The Office of the Comptroller of the Currency (OCC), a governmental regulatory organization feeling the pressure with the White House proposing replacing many of their duties with a new consumer-oriented regulatory body, has sent out a warning to the CEOs of all national banks. The Credit CARD Act of 2009 requires credit card issuers who raise a customer’s interest rate to abide by a number of regulations.
These regulations, such as the requirement to reassess the rates for anyone whose rate increased since January 1, 2009 and for the bank to provide a specific reason for any rate increase, don’t take effect until August 10, 2010. The OCC’s warning is designed to remind credit card issuers that although the rules don’t change until a year from now, they will be in effect for any customer who has been effected since January 1, 2009 — before the Act became a law. The banks will need to maintain these records so they will be available when the regulators come calling next year.
Read the OCC’s letter to CEOs of national banks.
Unfortunately, I am unaware whether my credit cards have increased their interest rates. It has been a long time since I’ve used a credit card to pay for something I could not pay back by the date the credit card payment was due. But I consider myself lucky and thankful to be in that position.
Has your interest rate increased this year?
Fair Isaac, the company that created and owns what is generally known as your credit score, is suing Experian and TransUnion, two of the three credit reporting bureaus, for creating a competing product that blurs the line between the “real” credit score and the others. The third credit reporting bureau, Equifax, agreed to settle with Fair Isaac. Fair Isaac uses data from the three bureaus to determine the main credit score used by lenders, security companies, employers, landlords, and many others. This is the FICO score. Fair Isaac has also been developing a new and improved score, FICO 08, used less frequently.
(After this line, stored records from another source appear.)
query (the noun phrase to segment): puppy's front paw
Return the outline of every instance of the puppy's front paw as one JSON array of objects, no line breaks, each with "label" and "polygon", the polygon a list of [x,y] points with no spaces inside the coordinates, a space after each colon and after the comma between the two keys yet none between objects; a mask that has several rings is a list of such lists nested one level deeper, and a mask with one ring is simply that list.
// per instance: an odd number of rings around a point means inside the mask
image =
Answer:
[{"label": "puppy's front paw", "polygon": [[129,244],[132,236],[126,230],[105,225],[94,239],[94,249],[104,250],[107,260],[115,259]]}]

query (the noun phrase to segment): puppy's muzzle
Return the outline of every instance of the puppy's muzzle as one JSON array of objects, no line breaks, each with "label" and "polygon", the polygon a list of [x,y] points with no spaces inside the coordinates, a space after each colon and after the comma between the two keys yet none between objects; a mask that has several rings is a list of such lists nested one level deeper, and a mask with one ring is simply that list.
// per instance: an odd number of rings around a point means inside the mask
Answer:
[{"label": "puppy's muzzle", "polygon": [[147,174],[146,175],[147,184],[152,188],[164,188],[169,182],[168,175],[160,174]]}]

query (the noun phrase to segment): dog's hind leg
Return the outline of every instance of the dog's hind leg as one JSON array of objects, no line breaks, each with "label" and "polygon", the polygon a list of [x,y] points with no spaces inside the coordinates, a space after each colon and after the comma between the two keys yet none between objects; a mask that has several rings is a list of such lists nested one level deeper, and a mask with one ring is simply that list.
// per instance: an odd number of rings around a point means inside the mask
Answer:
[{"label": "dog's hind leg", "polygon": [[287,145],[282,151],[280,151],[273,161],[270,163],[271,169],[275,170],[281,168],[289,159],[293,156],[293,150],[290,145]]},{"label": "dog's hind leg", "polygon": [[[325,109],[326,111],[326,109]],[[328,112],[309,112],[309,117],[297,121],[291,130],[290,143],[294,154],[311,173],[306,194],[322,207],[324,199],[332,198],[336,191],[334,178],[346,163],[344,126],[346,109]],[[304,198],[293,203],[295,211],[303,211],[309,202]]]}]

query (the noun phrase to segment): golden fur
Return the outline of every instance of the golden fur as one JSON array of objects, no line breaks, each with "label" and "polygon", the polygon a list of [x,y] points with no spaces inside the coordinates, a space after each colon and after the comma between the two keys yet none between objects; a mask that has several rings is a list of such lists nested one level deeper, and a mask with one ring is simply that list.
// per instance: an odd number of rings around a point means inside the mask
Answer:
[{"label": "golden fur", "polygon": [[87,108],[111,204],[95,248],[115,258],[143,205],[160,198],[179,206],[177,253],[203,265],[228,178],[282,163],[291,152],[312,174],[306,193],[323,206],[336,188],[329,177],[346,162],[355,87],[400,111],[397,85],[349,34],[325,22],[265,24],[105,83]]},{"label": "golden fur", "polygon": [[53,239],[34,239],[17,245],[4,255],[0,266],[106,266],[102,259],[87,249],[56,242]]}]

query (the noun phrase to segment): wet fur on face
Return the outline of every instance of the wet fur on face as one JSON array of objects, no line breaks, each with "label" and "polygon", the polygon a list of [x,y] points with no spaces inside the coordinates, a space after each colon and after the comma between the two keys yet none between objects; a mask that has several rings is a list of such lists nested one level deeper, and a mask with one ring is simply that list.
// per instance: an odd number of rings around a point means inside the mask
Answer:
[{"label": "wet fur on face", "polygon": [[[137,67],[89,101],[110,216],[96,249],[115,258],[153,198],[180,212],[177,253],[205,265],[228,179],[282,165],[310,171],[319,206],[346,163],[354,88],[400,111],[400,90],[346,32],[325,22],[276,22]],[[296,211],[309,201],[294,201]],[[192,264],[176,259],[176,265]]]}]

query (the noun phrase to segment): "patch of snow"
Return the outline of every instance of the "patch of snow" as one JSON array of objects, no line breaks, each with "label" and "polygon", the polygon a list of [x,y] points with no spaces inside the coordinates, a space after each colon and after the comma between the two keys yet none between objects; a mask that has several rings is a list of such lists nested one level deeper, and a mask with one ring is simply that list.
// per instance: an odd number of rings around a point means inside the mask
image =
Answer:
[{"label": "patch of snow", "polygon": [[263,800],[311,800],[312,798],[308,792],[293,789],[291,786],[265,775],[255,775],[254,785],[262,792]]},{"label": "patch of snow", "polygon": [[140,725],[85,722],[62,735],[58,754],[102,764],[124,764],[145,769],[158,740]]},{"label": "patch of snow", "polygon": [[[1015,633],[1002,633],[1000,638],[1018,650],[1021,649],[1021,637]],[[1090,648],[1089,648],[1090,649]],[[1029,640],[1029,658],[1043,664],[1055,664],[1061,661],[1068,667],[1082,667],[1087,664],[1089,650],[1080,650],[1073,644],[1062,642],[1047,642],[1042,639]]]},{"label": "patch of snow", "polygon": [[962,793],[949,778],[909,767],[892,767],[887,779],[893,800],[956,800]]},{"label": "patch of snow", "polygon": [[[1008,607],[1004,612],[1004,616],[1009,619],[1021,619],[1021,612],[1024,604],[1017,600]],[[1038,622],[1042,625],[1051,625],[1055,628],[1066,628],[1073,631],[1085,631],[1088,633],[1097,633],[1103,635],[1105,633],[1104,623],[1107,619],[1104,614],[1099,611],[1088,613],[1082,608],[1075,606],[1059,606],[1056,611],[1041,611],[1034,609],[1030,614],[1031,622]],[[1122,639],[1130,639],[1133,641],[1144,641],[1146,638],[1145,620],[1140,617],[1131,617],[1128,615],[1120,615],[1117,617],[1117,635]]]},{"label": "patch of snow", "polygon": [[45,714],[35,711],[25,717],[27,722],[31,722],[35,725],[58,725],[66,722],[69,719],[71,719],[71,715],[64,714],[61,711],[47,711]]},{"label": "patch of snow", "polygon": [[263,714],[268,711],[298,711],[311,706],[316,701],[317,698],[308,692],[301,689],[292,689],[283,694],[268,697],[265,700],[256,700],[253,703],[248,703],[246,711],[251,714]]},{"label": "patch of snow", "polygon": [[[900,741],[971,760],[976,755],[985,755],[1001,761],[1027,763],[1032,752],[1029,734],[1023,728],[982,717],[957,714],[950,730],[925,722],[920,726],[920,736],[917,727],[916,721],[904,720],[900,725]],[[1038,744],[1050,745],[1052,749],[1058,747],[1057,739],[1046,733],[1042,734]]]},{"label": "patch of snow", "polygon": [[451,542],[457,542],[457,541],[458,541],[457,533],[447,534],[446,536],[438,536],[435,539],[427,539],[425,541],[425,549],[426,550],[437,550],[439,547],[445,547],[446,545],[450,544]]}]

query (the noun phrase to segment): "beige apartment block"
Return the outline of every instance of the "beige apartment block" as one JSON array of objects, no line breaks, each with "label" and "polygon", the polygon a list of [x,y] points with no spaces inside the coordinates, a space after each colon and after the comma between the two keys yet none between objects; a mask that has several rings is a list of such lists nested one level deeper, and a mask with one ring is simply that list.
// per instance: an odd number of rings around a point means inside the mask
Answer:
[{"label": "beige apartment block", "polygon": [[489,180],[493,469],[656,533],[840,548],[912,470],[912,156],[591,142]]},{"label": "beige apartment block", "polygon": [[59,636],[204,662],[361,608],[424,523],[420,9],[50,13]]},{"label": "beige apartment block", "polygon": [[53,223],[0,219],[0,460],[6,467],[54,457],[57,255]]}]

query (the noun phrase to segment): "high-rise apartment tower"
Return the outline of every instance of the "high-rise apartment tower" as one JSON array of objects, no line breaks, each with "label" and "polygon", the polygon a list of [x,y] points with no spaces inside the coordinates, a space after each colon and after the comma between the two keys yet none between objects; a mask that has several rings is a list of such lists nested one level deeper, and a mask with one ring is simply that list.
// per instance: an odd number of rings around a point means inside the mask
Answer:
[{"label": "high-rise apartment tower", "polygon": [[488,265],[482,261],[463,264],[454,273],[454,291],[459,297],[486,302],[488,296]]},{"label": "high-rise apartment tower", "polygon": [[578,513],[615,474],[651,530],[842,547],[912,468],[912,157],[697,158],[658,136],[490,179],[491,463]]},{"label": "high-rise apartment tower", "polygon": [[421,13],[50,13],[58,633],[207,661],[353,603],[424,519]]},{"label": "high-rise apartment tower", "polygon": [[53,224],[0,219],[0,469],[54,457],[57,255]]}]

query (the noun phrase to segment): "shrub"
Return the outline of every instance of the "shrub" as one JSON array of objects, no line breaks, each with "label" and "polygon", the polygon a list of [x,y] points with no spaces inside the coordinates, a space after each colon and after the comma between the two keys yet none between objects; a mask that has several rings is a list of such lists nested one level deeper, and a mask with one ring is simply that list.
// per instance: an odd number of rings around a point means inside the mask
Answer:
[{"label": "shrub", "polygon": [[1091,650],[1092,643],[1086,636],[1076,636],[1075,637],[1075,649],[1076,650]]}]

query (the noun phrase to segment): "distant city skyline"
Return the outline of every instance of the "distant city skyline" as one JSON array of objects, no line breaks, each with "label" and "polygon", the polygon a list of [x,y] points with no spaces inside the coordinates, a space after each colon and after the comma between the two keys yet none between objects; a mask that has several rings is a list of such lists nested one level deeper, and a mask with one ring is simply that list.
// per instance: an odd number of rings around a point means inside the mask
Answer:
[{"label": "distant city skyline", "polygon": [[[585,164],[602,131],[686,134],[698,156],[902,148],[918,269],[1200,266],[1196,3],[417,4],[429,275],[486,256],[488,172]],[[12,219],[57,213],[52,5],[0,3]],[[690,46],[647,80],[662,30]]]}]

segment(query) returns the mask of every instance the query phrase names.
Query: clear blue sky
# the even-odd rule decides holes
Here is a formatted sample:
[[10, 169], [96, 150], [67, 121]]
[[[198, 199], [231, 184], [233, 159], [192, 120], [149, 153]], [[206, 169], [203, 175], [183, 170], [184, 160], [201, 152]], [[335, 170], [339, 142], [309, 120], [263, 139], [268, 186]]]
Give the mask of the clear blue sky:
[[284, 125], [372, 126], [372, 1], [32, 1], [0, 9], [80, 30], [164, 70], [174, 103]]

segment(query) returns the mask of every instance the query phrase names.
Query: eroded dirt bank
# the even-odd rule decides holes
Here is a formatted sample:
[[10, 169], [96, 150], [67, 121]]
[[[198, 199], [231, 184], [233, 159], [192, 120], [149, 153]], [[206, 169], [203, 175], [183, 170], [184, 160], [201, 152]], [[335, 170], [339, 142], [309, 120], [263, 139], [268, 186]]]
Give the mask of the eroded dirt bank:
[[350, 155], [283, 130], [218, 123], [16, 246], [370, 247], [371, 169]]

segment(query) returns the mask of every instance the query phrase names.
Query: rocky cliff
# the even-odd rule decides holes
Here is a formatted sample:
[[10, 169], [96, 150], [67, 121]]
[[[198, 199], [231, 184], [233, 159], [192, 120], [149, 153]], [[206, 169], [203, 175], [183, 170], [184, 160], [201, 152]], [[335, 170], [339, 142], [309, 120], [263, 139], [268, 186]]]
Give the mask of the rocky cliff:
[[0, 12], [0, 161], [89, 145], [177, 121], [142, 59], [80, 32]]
After years of selling their own credit scores to customers — “FAKO” scores — the credit bureaus worked together to create VantageScore, a product to compete with the FICO score. The bureaus claim the VantageScore is more accurate for determining the credit risk of an individual, but Fair Isaac believes the credit bureaus have marketed the VantageScore as if it were the “official” FICO score and the VantageScore infringes on Fair Isaac’s copyright.
There is always an advantage to having competition in the marketplace, but in this case, competition and the lack of clear marketing creates confusion. An individual’s credit score can vary wildly from one company’s calculation to another. It’s also important for consumers to know exactly what they are buying, or even accessing for free.
Even with CreditKarma, which promises to provide your real credit score for free thanks to the support provided by advertising, there is no indication on the website to explain which credit score you are receiving. It is my understanding that CreditKarma receives the score from TransUnion, but it is unlikely they provide the FICO score used by the vast majority of lenders. If it were, CreditKarma would be advertising the fact that you can receive your FICO score for free.
Fair Isaac wants customers to go directly through Fair Issac, and only Fair Isaac, to obtain your FICO credit score. Through myFICO, Fair Isaac charges $15.95 for the “standard” FICO score, and they want to stop credit bureaus from selling or offering products that are confusingly similar to the FICO score.